Researched and written by Jeannette Briggs
Photos courtesy CanalGuide staff
The Falkirk Wheel is truly a unique structure. Not only is it the first boat lift of its type anywhere in the world, but it is also a marriage of engineering ingenuity and architectural imagination that combine to form an eyecatching working "sculpture", and a superb tourist attraction in its own right. It is the World's first rotating boat lift, and the first boat lift to be built in Great Britain since the Anderton Lift in Cheshire, which dates from 1875. It is 115 feet high, 115 feet wide and 100 feet long and stands in a huge water basin with mooring for 20 boats.
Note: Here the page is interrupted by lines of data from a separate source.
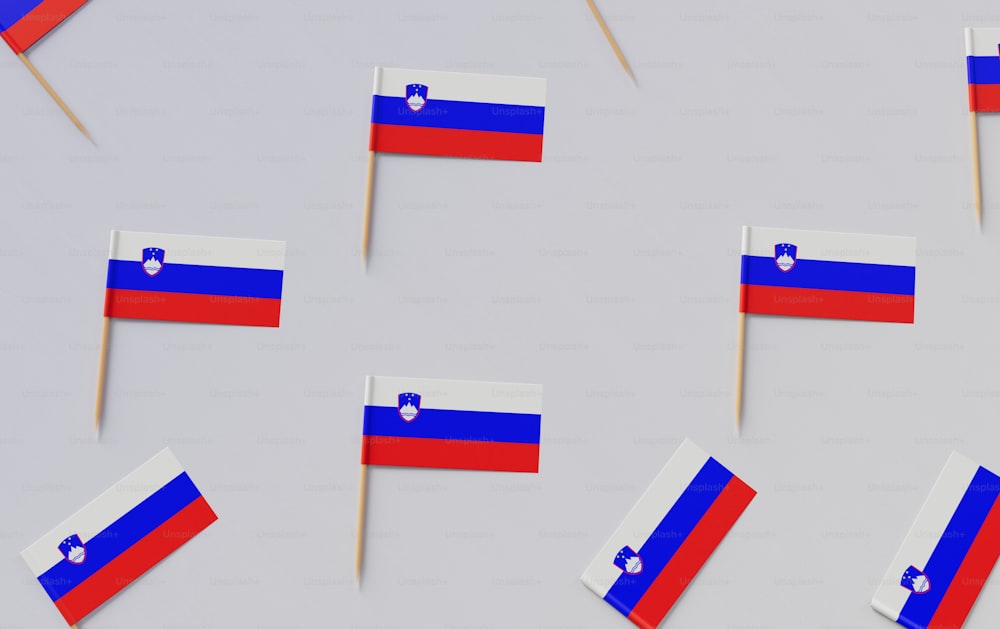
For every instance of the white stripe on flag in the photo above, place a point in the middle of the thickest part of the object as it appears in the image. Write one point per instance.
(458, 395)
(462, 86)
(103, 510)
(834, 246)
(248, 253)
(982, 42)
(925, 533)
(644, 517)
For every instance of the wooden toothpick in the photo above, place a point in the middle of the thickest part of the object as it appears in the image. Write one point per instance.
(55, 97)
(611, 39)
(368, 207)
(101, 369)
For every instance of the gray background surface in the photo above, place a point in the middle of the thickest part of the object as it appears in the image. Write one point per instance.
(608, 273)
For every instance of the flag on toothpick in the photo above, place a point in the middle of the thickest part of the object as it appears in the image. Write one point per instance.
(24, 22)
(668, 536)
(827, 274)
(203, 279)
(452, 114)
(452, 424)
(948, 555)
(830, 275)
(109, 543)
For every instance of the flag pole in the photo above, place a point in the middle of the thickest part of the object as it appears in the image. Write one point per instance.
(101, 369)
(362, 499)
(611, 40)
(55, 97)
(368, 208)
(977, 189)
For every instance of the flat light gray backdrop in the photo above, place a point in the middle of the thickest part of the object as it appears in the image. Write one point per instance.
(608, 273)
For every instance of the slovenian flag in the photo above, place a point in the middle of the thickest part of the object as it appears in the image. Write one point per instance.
(828, 274)
(455, 114)
(982, 49)
(949, 552)
(24, 22)
(667, 537)
(124, 532)
(452, 424)
(169, 277)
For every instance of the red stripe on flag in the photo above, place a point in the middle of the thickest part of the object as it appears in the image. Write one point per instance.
(524, 147)
(984, 97)
(36, 23)
(664, 591)
(450, 453)
(141, 304)
(971, 575)
(131, 564)
(829, 304)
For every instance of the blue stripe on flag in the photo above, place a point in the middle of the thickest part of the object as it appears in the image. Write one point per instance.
(120, 535)
(669, 534)
(197, 279)
(984, 70)
(452, 114)
(433, 423)
(953, 546)
(13, 10)
(824, 274)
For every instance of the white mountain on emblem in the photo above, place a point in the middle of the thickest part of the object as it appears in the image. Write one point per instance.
(408, 411)
(415, 102)
(785, 261)
(152, 265)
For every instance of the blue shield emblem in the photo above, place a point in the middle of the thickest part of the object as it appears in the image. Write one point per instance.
(408, 406)
(915, 581)
(73, 549)
(628, 561)
(785, 256)
(416, 96)
(152, 261)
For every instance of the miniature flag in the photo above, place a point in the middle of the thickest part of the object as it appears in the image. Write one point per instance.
(949, 552)
(982, 50)
(168, 277)
(120, 535)
(452, 423)
(667, 537)
(828, 274)
(24, 22)
(455, 114)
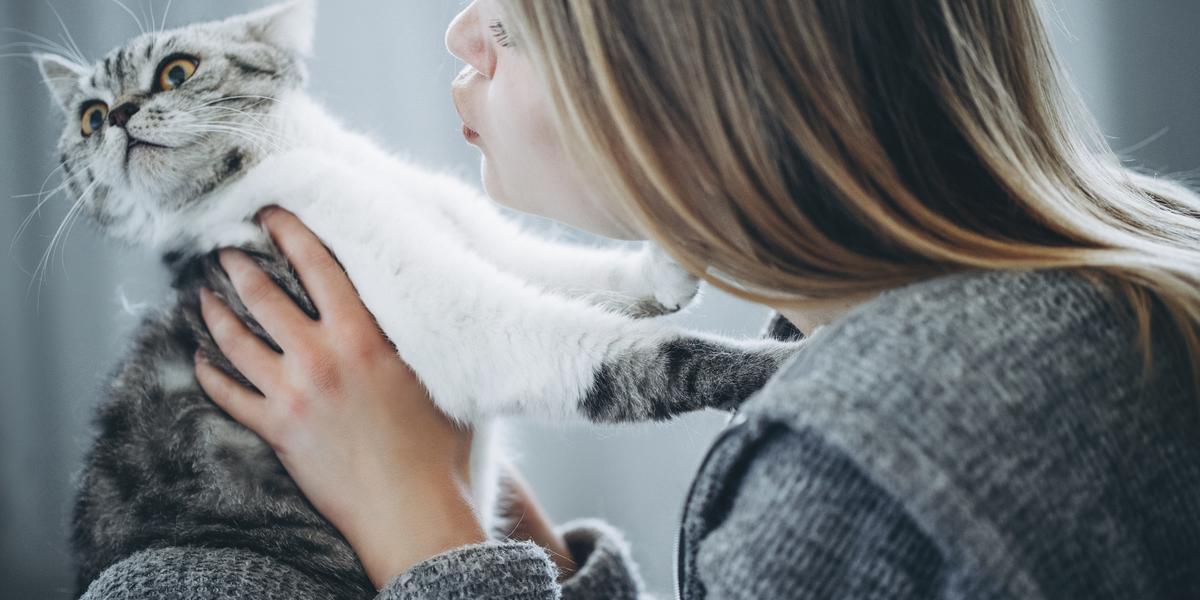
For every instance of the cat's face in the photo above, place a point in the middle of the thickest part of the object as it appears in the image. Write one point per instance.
(163, 120)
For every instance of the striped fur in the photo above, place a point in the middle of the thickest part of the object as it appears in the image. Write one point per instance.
(495, 321)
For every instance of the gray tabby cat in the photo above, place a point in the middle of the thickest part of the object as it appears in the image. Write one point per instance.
(175, 139)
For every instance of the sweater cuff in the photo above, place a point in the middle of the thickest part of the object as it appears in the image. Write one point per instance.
(605, 568)
(478, 571)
The Falkirk Wheel is located near the Scottish town of Falkirk in the lowlands of Scotland, about half way between the two cities of Glasgow and Edinburgh. At this point the two main canals that traverse the centre of Scotland - the Union Canal and the Forth and Clyde canal - join together, thus enabling boaters to travel across the central plain of Scotland.

Formerly, the junction of these two canals at Falkirk was made possible by a flight of 11 locks, but this flight fell into disrepair and they were closed in 1963. Following the closure of these locks the two canals continued operations as separate entities, and they entered a spiral of decline and abandonment.
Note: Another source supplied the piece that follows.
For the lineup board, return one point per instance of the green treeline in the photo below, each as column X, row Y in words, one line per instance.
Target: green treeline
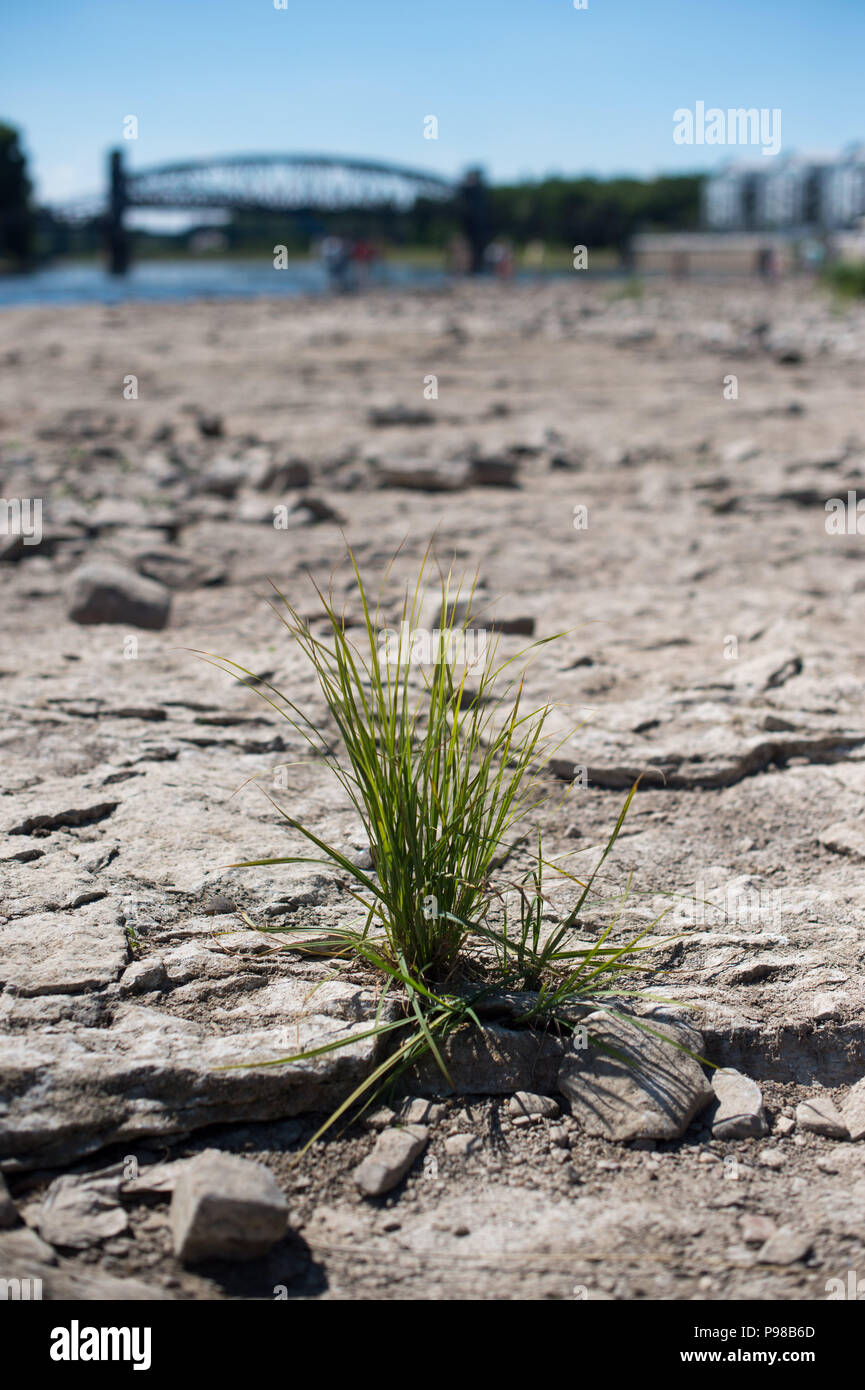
column 597, row 213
It was not until the approach of the Millennium that plans were made to reconnect the two canals and to re-open the through route from Glasgow to Edinburgh, and this became known as the Millennium Link. The prime aim of this was to encourage new canalside development and leisure activities across the whole of Scotland's central area. However, it was acknowledged by the engineers that this concept would have problems from the outset, because the route of the two canals was obstructed in 32 places by infilled bridges or pipelines, and most of the locks, bridges and aqueducts needed some repair work. All this work was taxing enough for the civil engineers, but from the very first it was apparent that the single most difficult problem on the whole Millennium project would be that of re-connecting the two canals at Falkirk. Several ingenious ideas for connecting the canal were proposed and discussed, and these ranged from an overhead monorail with the boats carried beneath, a funicular railway and a giant see-saw.
Gradually, the concept of a turning wheel was developed, and this evolved into the exciting and innovative design that you see today.